Midodrine in Acute Kidney Injury
Midodrine is not specifically contraindicated in acute kidney injury (AKI), but should be used with caution in patients with renal impairment, with a reduced starting dose of 2.5 mg recommended. 1
Mechanism and Considerations
Midodrine is an oral alpha-1 adrenergic agonist primarily used for orthostatic hypotension.
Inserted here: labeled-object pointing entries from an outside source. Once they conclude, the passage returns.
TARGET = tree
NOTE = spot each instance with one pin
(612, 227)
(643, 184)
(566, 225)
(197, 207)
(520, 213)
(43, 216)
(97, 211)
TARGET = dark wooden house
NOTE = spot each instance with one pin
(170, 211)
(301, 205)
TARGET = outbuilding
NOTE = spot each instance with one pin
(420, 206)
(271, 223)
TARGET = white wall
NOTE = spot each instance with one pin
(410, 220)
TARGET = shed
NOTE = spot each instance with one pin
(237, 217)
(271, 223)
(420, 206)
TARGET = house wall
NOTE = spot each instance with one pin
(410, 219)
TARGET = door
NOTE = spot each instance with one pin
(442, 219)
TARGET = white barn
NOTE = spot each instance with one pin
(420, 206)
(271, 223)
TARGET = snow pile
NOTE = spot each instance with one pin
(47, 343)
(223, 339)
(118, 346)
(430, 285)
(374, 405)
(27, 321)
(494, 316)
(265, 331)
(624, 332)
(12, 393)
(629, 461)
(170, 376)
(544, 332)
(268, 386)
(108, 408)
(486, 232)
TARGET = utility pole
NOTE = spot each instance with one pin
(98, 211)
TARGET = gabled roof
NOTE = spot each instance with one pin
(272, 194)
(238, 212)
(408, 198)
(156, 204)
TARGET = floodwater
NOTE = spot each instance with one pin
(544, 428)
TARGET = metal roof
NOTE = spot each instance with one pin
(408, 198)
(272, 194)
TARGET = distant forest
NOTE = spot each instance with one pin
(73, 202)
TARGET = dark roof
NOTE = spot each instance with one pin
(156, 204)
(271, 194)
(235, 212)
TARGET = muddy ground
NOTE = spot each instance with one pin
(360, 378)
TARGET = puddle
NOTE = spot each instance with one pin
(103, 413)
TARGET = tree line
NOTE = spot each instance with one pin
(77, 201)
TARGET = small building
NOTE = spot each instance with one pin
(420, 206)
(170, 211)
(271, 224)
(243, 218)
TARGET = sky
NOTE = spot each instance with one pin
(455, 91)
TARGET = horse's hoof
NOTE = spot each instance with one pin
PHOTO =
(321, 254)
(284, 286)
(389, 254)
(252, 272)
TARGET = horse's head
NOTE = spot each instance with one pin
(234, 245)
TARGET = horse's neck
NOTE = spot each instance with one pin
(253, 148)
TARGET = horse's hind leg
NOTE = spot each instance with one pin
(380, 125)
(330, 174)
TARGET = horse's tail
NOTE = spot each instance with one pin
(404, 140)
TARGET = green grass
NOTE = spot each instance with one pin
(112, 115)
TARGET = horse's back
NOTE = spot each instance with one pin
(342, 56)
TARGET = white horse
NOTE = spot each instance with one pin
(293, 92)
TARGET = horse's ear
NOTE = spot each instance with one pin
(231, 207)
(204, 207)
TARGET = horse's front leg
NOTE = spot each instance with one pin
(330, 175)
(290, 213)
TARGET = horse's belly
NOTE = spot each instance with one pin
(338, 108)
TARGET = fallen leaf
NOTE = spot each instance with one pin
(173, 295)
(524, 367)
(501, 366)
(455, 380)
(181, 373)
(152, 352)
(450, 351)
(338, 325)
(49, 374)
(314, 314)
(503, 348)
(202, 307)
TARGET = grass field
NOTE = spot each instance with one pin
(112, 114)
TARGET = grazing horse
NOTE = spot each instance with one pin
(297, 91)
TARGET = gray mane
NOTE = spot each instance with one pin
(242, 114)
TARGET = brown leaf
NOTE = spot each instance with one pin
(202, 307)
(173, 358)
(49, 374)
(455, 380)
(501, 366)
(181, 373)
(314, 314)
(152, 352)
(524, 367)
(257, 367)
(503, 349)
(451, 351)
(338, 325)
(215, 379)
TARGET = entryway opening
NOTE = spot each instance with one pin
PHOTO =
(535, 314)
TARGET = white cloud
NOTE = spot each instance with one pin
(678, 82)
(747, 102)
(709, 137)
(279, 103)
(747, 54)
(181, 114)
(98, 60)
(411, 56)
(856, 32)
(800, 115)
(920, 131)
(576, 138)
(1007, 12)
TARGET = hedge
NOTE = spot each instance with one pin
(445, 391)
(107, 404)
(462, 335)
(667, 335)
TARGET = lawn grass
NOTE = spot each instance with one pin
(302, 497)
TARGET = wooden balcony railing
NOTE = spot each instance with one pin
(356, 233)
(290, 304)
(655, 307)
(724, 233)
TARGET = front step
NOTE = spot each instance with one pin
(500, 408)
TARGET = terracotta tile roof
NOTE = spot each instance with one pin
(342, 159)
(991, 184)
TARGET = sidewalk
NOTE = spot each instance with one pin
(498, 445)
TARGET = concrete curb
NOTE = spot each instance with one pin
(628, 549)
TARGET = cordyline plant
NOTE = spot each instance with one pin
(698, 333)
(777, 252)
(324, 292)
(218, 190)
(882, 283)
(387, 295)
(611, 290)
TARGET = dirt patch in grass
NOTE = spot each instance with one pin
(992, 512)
When considering its use in patients with AKI:
- The FDA label explicitly lists "acute renal disease" as a contraindication for midodrine 1
- However, midodrine is commonly used in hepatorenal syndrome (HRS), a specific form of AKI in cirrhotic patients 2
- The drug requires dose adjustment in renal impairment since desglymidodrine (the active metabolite) is eliminated via the kidneys 1
Use in Hepatorenal Syndrome-AKI
In the context of hepatorenal syndrome-associated AKI (HRS-AKI):
- Midodrine combined with octreotide is widely used in North America for HRS-AKI, particularly where terlipressin is not available 2
- This combination works more slowly than terlipressin but can reverse HRS 2
- Midodrine and octreotide are generally well tolerated, though headaches, blurred vision, cardiac palpitations, and rash may occur with midodrine 2
- The combination is inferior to terlipressin in improving renal function or HRS reversal 2
Dosing Considerations in Renal Impairment
- For patients with renal impairment, the FDA label recommends starting with a reduced dose of 2.5 mg 1
- Renal function should be assessed prior to initial use of midodrine 1
- Higher blood levels would be expected in patients with renal impairment due to reduced elimination 1
Monitoring and Precautions
When using midodrine in patients with AKI, careful monitoring is essential:
- Blood pressure should be monitored carefully, especially when midodrine is used with other vasoconstrictors 1
- Supine hypertension is a significant risk - patients should take their last daily dose 3-4 hours before bedtime 1
- Urinary retention is a potential side effect as desglymidodrine acts on alpha-adrenergic receptors of the bladder neck 1, 3
- Cardiac monitoring may be necessary as midodrine can cause bradycardia, primarily due to vagal reflex 1
Alternative Vasopressors for AKI
In cases where midodrine is contraindicated or insufficient:
- Terlipressin plus albumin is considered the first-line therapy for HRS-AKI 2
- Norepinephrine is an effective alternative to terlipressin but typically requires ICU monitoring 2
- For non-HRS forms of AKI, vasopressors should not be used 2
Clinical Decision Algorithm
Assess AKI etiology:
- If HRS-AKI: Consider vasopressors including midodrine (with octreotide)
- If non-HRS AKI: Avoid vasopressors including midodrine 2
Evaluate renal function:
- If using midodrine in renal impairment: Start with 2.5 mg dose 1
- Monitor serum creatinine and urine output
Consider alternatives:
Monitor for complications:
- Blood pressure (risk of supine hypertension)
- Urinary retention
- Cardiac effects (bradycardia)
Conclusion
While midodrine is not absolutely contraindicated in all forms of AKI, it should be used with caution, with dose adjustment, and with appropriate monitoring of renal function. The FDA label specifically lists "acute renal disease" as a contraindication, suggesting particular caution is warranted. In the specific context of HRS-AKI, midodrine (with octreotide) represents a third-line therapy after terlipressin and norepinephrine.